Yesterday after work I was simply too tired to move or even think. My ankle was swollen to 3-4 times its normal size, my feet were throbbing, my calf muscles were seizing and my knees rebelled at climbing the stairs to go to bed. (I fell up the steps and ended up just crawling the rest or the way.) I changed into PJs, took my vitamins, fed the cats, updated my sparkpeople status and went to bed.....BUT COULDN'T SLEEP. I ended up taking advil PM which usually makes me sleep for about 12 hours. Last night was no exception. My family asked me to join them on the trek to see my niece play baseball in the challengers league but I wasn't even awake enough to get dressed. Even now I feel groggy but I'm determined to get outside and enjoy this beautiful day.
As I lay awake, I felt guilty for not exercising therefore losing my streak of at least 21 days but, I justified it by listening to my body which was clearly communicating that it was shutting me down. My lack of sleep, long hours at work and trying to do too much had caught up with me and my body wasn't having it. My brain however, was racing. I was examining all the things that had gotten me to this state and what I could do to prevent another episode like it. In the last few weeks I have seen what planning for the next day/week can do versus just winging it. While I have some ingrained healthy habits (drinking water), the "bad" ones outweigh them and I need to reset and make some new goals especially where sleep and food are concerned.
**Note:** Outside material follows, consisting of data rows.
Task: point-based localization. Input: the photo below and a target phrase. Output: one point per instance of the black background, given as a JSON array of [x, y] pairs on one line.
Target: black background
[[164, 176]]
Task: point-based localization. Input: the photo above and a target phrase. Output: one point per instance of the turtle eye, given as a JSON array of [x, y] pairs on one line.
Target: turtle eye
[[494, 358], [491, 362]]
Here's what I came up with:
1: I want to get the spark trophy for 1000 fitness minutes in May. I haven't reached that milestone since August of last year when my weight was moving down. That means I need 35 minutes of exercise per day through May 31. I can do that, I like the idea of getting streaks started to see how far I can go. If I can do it in May, maybe June would be easier and a new healthy habit could be formed.
2: On the days I work, I plan to pack a healthy lunch and snacks so I can skip the fast food. I feel better on those days I skip BK so why not do what feels good? It only takes me about 10 minutes to prepare my lunch for the next day so I should just do it instead of watching the commercials on whatever show I'm watching. Perhaps this goal should be labeled "plan your meals" but I'll set that goal after I get packing food under control. (BTW, eating breakfast is already a healthy habit.)
3: I need sleep. I've read the articles and, if I stick with my body's needs, I must get at least 6 hours of sleep per night. I know 7-8 would be better but I really am one of those people who doesn't always have the time. If I work until 10pm or so and have to be in the next day at 9, because of my transportation issues, I'm left with barely 6 hours to sleep provided I go to bed right after getting home and don't shower the next morning. I have never been able to fall right to sleep when I've tried this and not showering is not an option for me. Tracking this goal should be interesting. Guess it'll be lights out at midnight (provided I'm home by then) with a 5am wake up call....make that 5:30, I'm not an early bird.
So I'm off to enjoy this beautiful day. I hear the weeds in the garden mocking me and I need to show them who's boss.